The next day we woke to torrential rain (errr we thought it was summer here!) so we took the opportunity to do some more trav-min. When we finally headed out we visited the Plaza de Mayo; famous for the government building Casa Rosada (or officially Casa de Gobierno) situated on the east side of the plaza, which has provided the backdrop for many an important political speech/rally (as well as Madonnas rendition of "Don't Cry For Me Argentina" in the film 'Evita', her controversial (in Argentina) portrayal of the much revered Eva Peron, who appears to have near god like status here - Evita that is, not Madonna!). Afterwards, we went back to Palermo to spend the evening there, since our plan to do that the day before had been scuppered by Shaun's injury.

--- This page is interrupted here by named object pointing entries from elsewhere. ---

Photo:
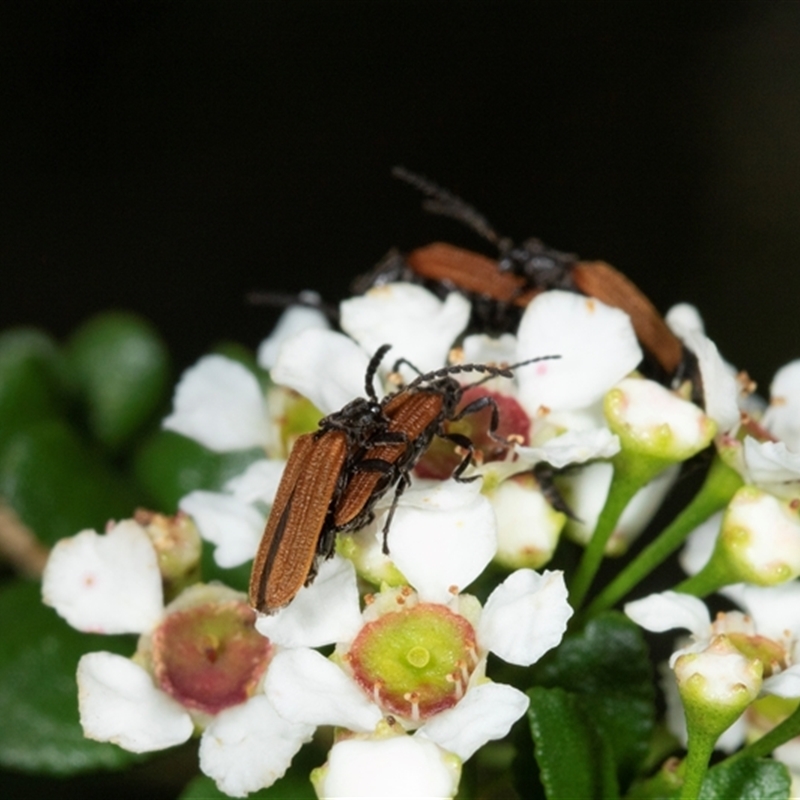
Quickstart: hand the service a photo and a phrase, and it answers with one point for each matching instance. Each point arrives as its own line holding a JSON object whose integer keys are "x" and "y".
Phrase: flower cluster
{"x": 445, "y": 571}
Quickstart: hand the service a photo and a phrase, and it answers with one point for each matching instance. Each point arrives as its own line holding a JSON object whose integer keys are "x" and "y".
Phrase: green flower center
{"x": 415, "y": 662}
{"x": 210, "y": 657}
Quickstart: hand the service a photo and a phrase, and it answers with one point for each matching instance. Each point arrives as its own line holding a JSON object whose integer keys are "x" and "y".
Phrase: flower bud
{"x": 759, "y": 541}
{"x": 716, "y": 685}
{"x": 654, "y": 422}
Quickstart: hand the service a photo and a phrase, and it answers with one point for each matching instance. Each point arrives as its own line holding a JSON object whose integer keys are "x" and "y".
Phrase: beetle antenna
{"x": 372, "y": 368}
{"x": 443, "y": 202}
{"x": 492, "y": 371}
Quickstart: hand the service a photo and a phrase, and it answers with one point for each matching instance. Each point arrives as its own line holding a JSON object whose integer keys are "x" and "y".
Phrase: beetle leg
{"x": 400, "y": 361}
{"x": 402, "y": 484}
{"x": 466, "y": 443}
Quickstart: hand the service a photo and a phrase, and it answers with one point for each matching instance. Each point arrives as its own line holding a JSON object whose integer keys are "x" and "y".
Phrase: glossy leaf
{"x": 121, "y": 368}
{"x": 40, "y": 730}
{"x": 607, "y": 666}
{"x": 573, "y": 756}
{"x": 58, "y": 485}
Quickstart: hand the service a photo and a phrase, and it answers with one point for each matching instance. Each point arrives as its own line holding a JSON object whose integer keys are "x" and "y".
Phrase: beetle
{"x": 335, "y": 476}
{"x": 501, "y": 289}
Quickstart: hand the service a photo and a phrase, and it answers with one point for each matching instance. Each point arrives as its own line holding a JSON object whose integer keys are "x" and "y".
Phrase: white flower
{"x": 523, "y": 618}
{"x": 596, "y": 343}
{"x": 140, "y": 704}
{"x": 419, "y": 326}
{"x": 294, "y": 320}
{"x": 772, "y": 625}
{"x": 219, "y": 403}
{"x": 234, "y": 521}
{"x": 720, "y": 388}
{"x": 395, "y": 766}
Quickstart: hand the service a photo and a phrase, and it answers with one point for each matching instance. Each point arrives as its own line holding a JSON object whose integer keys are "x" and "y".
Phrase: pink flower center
{"x": 210, "y": 657}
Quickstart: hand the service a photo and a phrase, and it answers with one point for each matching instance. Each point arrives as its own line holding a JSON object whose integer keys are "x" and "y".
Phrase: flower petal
{"x": 400, "y": 766}
{"x": 596, "y": 345}
{"x": 233, "y": 526}
{"x": 259, "y": 482}
{"x": 119, "y": 703}
{"x": 105, "y": 583}
{"x": 248, "y": 747}
{"x": 442, "y": 536}
{"x": 326, "y": 367}
{"x": 324, "y": 612}
{"x": 418, "y": 325}
{"x": 293, "y": 321}
{"x": 525, "y": 616}
{"x": 572, "y": 447}
{"x": 668, "y": 610}
{"x": 720, "y": 389}
{"x": 782, "y": 418}
{"x": 485, "y": 713}
{"x": 771, "y": 462}
{"x": 219, "y": 403}
{"x": 305, "y": 687}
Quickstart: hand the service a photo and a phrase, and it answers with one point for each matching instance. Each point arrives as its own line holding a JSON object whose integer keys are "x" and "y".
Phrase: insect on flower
{"x": 501, "y": 289}
{"x": 336, "y": 475}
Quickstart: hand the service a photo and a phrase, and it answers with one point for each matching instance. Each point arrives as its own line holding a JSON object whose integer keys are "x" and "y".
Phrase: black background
{"x": 168, "y": 157}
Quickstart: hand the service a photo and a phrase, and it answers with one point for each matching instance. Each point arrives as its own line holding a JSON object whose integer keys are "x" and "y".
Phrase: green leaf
{"x": 40, "y": 730}
{"x": 169, "y": 465}
{"x": 291, "y": 787}
{"x": 608, "y": 667}
{"x": 32, "y": 380}
{"x": 58, "y": 486}
{"x": 574, "y": 757}
{"x": 745, "y": 779}
{"x": 121, "y": 367}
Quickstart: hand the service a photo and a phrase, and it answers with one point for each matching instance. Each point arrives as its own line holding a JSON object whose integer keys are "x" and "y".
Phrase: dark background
{"x": 168, "y": 157}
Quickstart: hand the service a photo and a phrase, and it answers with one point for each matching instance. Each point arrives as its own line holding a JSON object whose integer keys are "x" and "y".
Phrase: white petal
{"x": 525, "y": 616}
{"x": 771, "y": 462}
{"x": 596, "y": 344}
{"x": 720, "y": 388}
{"x": 418, "y": 325}
{"x": 219, "y": 403}
{"x": 486, "y": 713}
{"x": 248, "y": 747}
{"x": 259, "y": 482}
{"x": 324, "y": 612}
{"x": 233, "y": 526}
{"x": 294, "y": 320}
{"x": 400, "y": 767}
{"x": 119, "y": 703}
{"x": 306, "y": 687}
{"x": 784, "y": 684}
{"x": 442, "y": 537}
{"x": 668, "y": 610}
{"x": 684, "y": 319}
{"x": 573, "y": 447}
{"x": 326, "y": 367}
{"x": 105, "y": 583}
{"x": 774, "y": 609}
{"x": 528, "y": 527}
{"x": 483, "y": 349}
{"x": 782, "y": 418}
{"x": 700, "y": 545}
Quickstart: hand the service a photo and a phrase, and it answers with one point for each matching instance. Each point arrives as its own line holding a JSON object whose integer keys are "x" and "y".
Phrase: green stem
{"x": 704, "y": 583}
{"x": 700, "y": 748}
{"x": 622, "y": 489}
{"x": 779, "y": 735}
{"x": 720, "y": 485}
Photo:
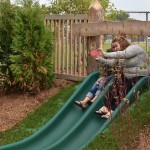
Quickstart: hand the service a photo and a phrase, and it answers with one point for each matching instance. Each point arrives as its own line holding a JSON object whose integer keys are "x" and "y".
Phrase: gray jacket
{"x": 133, "y": 59}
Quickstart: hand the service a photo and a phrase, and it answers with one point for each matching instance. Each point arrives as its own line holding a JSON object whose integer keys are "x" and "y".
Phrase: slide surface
{"x": 71, "y": 128}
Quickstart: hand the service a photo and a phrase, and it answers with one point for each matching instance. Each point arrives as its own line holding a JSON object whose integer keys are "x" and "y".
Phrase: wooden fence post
{"x": 95, "y": 14}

Palermo is brimming with pubs, bars, clubs and restaurants so we had a great evening although perhaps stayed out later than we should have done as the next day we had a very early start planned! We were getting up at 5.30am to catch a bus to Junin, approx 4 hours outside of BA, where we had arranged to go and stay at an Estancia (La Oriental - http://www.estancia-laoriental.com) for a night.

La Oriental is a 2,500 acre traditional estancia. Estancia literally means Estate, and is the word used for the traditional Argentine ranches, which were often gifted to esteemed servicemen and war heroes in the 1800s (in the Buenos Aires region in particular). The Estancias are particularly famous for the impressive colonial or renaissance style houses and gardens that were built on them, many of which endure today as monuments to those times, and for the gauchos that worked on them and their impressive horse skills (including polo which became a huge sport in Argentina after being established in the Estancias).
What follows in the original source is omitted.